There are times in life when compromise just won’t do. You might need to dial it up to eleven for an important meeting, or you may want to impress on a night out. When only the best will do, our latest drop, Roll up your Sleeves has you covered. This is a capsule that’s all about refined elegance, with options for classic, playful power suiting, or more comfortable but no-less-sophisticated tailored separates. These are pieces that will ensure you’re the sharpest guy in the room, no matter the occasion or where you happen to find yourself at the end of the night.
There’s the houndstooth blazer, which might just be the only sports jacket you need. It’s cut from a remarkably soft, Italian wool and silk blend, which drapes beautifully and remains breathable thanks to its light weight and open weave. The houndstooth combines fawn with navy blue, while the subtle orange overcheck injects a touch of colour into the otherwise classic combination. We traditionally cut sports jackets in our House style, complete with sweeping peak lapels and signature one button closure, but this time round we’ve opted for something more subtle. The lapels are notched, albeit with a generous width, while a two button front lessens the dramatic impact of our hourglass silhouette. But the sharp lines remain, with our straight cut shoulders, flap pockets and single rear vent combining for a seriously sharp finish.
Next up is the navy wide stripe suit. This is power suiting at its most elegant, with a 100% Italian worsted wool fabric that’s punchy without being loud. It undoubtedly means business, as you’d want it to, but it remains playful thanks to the soft contrast of its stripe and the deep blue shade. It’s cut on our Contemporary block with a nipped in waist, high single button front and generous peak lapels, and we’ve paired it with our signature pin collar shirt for an added Sexton flair. The sterling silver pin sits proudly under a four-in-hand knot, while the cocktail cuff is held in place by your cufflinks of choice. Ours are handmade by Toby McClellan from matching silver, and come with a subtle concave texture which picks up the light beautifully, reflecting the colours they’re worn with.

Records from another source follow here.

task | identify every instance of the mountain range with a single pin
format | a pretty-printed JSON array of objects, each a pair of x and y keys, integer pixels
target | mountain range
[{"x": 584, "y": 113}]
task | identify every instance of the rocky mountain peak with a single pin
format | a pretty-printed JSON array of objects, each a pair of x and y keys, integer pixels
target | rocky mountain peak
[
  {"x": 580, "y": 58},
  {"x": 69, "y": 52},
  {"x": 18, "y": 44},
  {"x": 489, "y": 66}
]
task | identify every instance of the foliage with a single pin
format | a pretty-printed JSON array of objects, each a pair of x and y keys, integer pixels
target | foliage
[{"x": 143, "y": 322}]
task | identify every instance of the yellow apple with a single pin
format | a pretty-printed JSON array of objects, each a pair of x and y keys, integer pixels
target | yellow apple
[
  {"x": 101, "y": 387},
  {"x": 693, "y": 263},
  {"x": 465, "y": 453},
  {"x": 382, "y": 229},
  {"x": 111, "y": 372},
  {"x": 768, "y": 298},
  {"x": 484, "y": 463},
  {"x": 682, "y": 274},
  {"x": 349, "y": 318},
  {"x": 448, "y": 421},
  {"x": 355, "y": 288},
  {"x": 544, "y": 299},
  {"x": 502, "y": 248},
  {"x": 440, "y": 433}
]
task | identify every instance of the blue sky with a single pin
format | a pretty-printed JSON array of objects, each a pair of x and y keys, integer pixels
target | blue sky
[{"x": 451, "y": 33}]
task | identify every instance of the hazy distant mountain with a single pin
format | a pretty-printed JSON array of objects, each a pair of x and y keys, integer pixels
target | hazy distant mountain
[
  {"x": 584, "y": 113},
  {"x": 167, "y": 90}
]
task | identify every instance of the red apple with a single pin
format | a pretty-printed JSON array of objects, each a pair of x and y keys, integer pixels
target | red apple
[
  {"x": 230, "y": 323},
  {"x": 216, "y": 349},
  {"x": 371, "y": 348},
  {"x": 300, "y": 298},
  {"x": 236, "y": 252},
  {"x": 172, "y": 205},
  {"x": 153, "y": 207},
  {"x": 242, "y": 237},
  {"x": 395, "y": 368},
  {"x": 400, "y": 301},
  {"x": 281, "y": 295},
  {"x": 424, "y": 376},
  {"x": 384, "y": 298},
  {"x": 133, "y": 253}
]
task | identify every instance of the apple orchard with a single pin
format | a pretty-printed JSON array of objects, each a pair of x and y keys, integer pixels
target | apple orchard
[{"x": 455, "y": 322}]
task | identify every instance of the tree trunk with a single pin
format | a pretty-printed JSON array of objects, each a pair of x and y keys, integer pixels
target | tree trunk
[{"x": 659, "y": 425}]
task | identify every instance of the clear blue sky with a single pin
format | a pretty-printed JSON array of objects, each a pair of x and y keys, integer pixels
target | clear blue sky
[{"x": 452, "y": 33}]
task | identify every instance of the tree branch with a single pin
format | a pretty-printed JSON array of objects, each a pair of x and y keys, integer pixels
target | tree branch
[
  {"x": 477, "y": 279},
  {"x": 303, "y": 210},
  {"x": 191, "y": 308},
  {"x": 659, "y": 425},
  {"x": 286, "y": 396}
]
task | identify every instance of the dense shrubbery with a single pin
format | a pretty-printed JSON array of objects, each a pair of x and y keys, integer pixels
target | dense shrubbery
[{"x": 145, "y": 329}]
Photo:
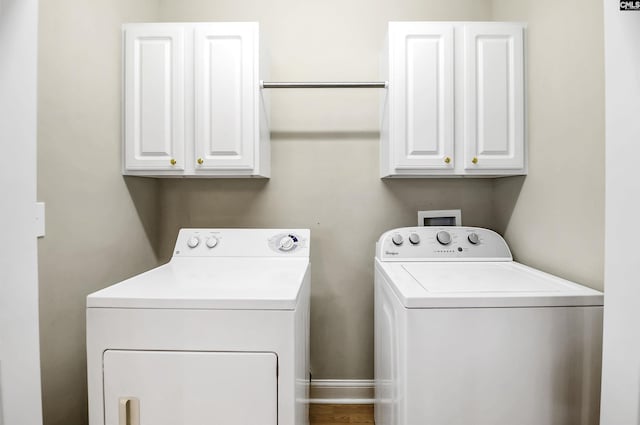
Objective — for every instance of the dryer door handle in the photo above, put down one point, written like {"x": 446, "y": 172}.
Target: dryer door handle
{"x": 129, "y": 411}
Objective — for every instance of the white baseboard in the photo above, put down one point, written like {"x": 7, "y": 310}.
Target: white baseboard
{"x": 342, "y": 391}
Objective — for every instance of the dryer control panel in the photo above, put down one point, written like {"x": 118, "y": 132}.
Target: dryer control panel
{"x": 450, "y": 243}
{"x": 242, "y": 243}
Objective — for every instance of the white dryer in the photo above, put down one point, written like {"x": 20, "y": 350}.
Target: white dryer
{"x": 466, "y": 336}
{"x": 219, "y": 335}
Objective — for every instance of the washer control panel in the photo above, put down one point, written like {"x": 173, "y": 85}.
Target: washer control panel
{"x": 442, "y": 244}
{"x": 242, "y": 243}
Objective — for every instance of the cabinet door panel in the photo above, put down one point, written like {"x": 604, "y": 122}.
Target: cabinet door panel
{"x": 423, "y": 89}
{"x": 225, "y": 88}
{"x": 494, "y": 97}
{"x": 177, "y": 387}
{"x": 154, "y": 98}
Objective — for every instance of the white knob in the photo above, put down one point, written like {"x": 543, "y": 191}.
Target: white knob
{"x": 193, "y": 241}
{"x": 212, "y": 241}
{"x": 397, "y": 239}
{"x": 443, "y": 237}
{"x": 287, "y": 243}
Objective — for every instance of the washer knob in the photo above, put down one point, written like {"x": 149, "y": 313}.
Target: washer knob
{"x": 443, "y": 237}
{"x": 287, "y": 244}
{"x": 193, "y": 241}
{"x": 212, "y": 241}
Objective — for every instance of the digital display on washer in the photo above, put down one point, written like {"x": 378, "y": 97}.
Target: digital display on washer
{"x": 439, "y": 221}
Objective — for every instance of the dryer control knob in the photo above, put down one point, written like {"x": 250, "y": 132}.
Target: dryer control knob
{"x": 286, "y": 244}
{"x": 473, "y": 238}
{"x": 212, "y": 241}
{"x": 193, "y": 241}
{"x": 443, "y": 237}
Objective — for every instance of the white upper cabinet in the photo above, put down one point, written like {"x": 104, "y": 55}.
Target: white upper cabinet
{"x": 494, "y": 97}
{"x": 455, "y": 101}
{"x": 225, "y": 73}
{"x": 193, "y": 104}
{"x": 154, "y": 98}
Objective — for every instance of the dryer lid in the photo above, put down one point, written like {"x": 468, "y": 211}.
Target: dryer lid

It’s hard to beat a full suit for its ease and uniform appeal, but for louche, playful tailoring, separates offer plenty of creative opportunities. The next two looks showcase the potential of breaking up your jacket and trousers. Take the unstructured jacket, Interference trouser and summer shirt combination. The jacket’s endlessly soft wool fabric is blended with 5% elastane, which allows it to move with you rather than against you. It makes for a cardigan-like comfort, which combines with the broad peak lapels for a unique, contemporary update on the Sexton look. It sings with the trousers, which are borrowed from the matching suit of drop 3. Crisp, breathable and with bags of texture, the versatility of this pair is unmatched.
The navy hopsack jacket look ramps it up a step further. The ultimate in sartorial simplicity, it’s incredibly adaptable while evoking the drama and glamour we’re known for. It’s cut from a dark navy wool hopsack, woven in Italy, and we’ve paired it with our denim trousers, which we’re particularly proud of. Their cool blue 60% wool, 40% denim cotton blend is all about the texture, which elevates even the most fundamental of looks. The classic cut meanwhile is close through the waist and thighs but fuller through the knee and hem, giving them a louche feel reminiscent of ‘70s rock n roll. Finished with our tab collar shirt and silk reppe tie, this is an elegant look that’s perfect for the boardroom or the member’s bar.
For times when you really want to make an impression though, you need a double-breasted suit. This one, cut from our classic 10oz Italian wool flannel, is as sophisticated as it gets. A staple of the gentleman’s wardrobe, it looks just as at home on the red carpet as it does a cocktail reception, and can be dressed up with a pin collar shirt or down with a knitted T-shirt and trainers. It’s been an icon of ours for years, a favourite of Edward’s since the ‘60s and will continue to look just as cool in the decades to come. It’s tailoring at its most refined, and embodies everything this drop, and the house as a whole, is all about.